How to measure Parallel Search Speedup?

Discussion of chess software programming and technical issues.

Moderators: hgm, Rebel, chrisw

mfournier

How to measure Parallel Search Speedup?

Post by mfournier »

I'm working on the parallel search of my engine even though my engine is not very strong and I should perhaps first concentrate on improving evaluation and search functions but, anyway, I find parallel search an interesting topic.

I would like to know how do you measure the speedup of your parallel search.

I was thinking about running a fixed-depth benchmark on 5-6 positions, repeat it 3 times and then make the average of the times needed to complete it.
Could this be a reasonable approach?

Of course, the choice of the good positions would be crucial. Which positions do you suggest?
User avatar
Ajedrecista
Posts: 1971
Joined: Wed Jul 13, 2011 9:04 pm
Location: Madrid, Spain.

Re: How to measure parallel search speedup?

Post by Ajedrecista »

Hello Marcel:
mfournier wrote:I'm working on the parallel search of my engine even though my engine is not very strong and I should perhaps first concentrate on improving evaluation and search functions but, anyway, I find parallel search an interesting topic.

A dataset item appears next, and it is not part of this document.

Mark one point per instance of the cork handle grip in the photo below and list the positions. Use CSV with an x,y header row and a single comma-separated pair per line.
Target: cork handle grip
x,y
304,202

I would like to know how do you measure the speedup of your parallel search.

I was thinking about running a fixed-depth benchmark on 5-6 positions, repeat it 3 times and then make the average of the times needed to complete it.
Could this be a reasonable approach?

Of course, the choice of the good positions would be crucial. Which positions do you suggest?
Welcome to TalkChess! I am not a programmer, so disgracefully I can not answer your question about measuring parallel search speedup.

Houdini is currently the number 1 rated engine in lists where it appears: it has a command called 'autotune' for adjusting a parameter called 'split depth'. This command chooses four positions that can be of your interest:

Re: Houdini 1.5a Autotune

Code: Select all

r2qk2r/1b1n1ppp/1P1p1b2/pBpP4/P5Q1/2N5/1P3PPP/R3K1NR b KQkq - 0 1
5rk1/p2qr1b1/1Pn3pp/2pn4/2Np1p2/1N1P2P1/1P1BPP1P/R2QR1K1 b - - 0 1
rqb2rk1/p4p1p/2pb1np1/3pn3/NP1B1N2/P3P3/2Q1BPPP/R4RK1 w - - 0 1
r4rk1/p1qbnppp/1pn1p3/2ppP3/P2P4/2PB1N2/2P2PPP/R1BQ1RK1 w - - 6 1
Robert Houdart is the author of Houdini and a member of this forum; he can give an explanation of why he choosed these four positions. I hope that you will find those positions useful. By the way, can you give a rough estimate of the strength of your engine? Thanks in advance. I wish you very good luck.

Regards from Spain.

Ajedrecista.
Daniel Shawul
Posts: 4185
Joined: Tue Mar 14, 2006 11:34 am
Location: Ethiopia

Re: How to measure Parallel Search Speedup?

Post by Daniel Shawul »

In many other parallel applications speed up is measured the amount of work done by p processors divided by that done by p processors in a given time. But that will not be incitefull for chess because parallel search incurs lots of overheads. One usually takes ratios of time to complete a given work instead.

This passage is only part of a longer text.